Конрой и Дэйли расследовали убийство. Они хотели поговорить с мальчишкой. Когда тот исчез за углом, Джо-старший принялся набирать скорость, что-то в нем открылось, и он бросился вперед еще быстрее — он спешил, летел. (Майкл теперь как будто смотрел глазами отца, глазами своего старика, слышал собственными ушами его дыхание. Он вслед за ним крикнул: «Стоять! Полиция!») Джо-старший устремился за угол, в проулок между двумя домами. Ему пришлось сбавить скорость, чтобы вписаться в поворот. Хороший полицейский не кидается за угол очертя голову. Никогда. Но ведь это же мальчик тринадцати-четырнадцати лет, не подозреваемый, а всего лишь свидетель, с которым они хотят поговорить.

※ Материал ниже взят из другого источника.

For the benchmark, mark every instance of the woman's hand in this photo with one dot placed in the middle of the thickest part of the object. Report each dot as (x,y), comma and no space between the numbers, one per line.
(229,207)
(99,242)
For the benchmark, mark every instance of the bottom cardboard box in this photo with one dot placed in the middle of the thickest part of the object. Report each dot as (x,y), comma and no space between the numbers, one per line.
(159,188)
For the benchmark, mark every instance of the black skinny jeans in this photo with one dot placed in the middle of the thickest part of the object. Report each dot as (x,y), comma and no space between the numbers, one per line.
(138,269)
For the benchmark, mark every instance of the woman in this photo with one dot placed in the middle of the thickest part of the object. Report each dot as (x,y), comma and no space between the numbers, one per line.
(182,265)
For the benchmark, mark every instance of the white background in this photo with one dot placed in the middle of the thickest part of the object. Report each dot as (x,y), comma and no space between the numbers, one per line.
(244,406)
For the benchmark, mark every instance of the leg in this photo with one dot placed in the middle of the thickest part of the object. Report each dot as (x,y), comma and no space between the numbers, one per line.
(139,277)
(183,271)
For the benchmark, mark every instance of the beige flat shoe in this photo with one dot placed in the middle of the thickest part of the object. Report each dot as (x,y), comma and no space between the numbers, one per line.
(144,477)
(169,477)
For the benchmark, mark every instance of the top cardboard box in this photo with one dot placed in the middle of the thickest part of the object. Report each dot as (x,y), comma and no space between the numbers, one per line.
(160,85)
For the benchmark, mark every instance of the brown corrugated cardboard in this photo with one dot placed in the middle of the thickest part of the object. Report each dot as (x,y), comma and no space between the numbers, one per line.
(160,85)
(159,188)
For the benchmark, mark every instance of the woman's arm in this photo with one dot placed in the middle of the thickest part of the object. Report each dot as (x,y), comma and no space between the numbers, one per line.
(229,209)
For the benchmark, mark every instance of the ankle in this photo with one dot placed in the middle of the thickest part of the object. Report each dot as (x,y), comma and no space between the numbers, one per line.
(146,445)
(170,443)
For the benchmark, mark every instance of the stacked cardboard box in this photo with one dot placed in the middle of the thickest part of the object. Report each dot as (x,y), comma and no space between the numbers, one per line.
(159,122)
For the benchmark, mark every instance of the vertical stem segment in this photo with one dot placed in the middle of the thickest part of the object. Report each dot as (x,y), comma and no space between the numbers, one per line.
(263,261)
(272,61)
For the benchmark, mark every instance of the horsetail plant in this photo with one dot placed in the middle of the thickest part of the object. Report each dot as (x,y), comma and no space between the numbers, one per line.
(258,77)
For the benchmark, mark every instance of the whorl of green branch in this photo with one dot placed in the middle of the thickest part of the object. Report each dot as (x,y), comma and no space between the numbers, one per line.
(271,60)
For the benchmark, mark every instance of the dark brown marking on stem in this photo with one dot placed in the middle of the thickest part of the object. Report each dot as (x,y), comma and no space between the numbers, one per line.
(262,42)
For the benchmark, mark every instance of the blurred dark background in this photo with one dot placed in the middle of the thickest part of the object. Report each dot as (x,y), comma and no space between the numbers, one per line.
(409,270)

Джо-старший обогнул угол и свернул налево, в то время как инерция тянула в другую сторону, словно невидимая нить, — верхней частью тела он подался направо, ухватился левой рукой за кирпичную стену, чтобы удержать равновесие…

Мальчик.

Секундное замешательство…

Нет…

Мальчик с крупнокалиберным пистолетом, который дрожит в детской руке…

В последний момент Джо испытал соблазн взглянуть на пистолет, но вместо этого посмотрел на мальчишку, в глаза ему…

Джо-старший хотел крикнуть: «Нет», — он уже коснулся языком нёба, выговаривая первый звук…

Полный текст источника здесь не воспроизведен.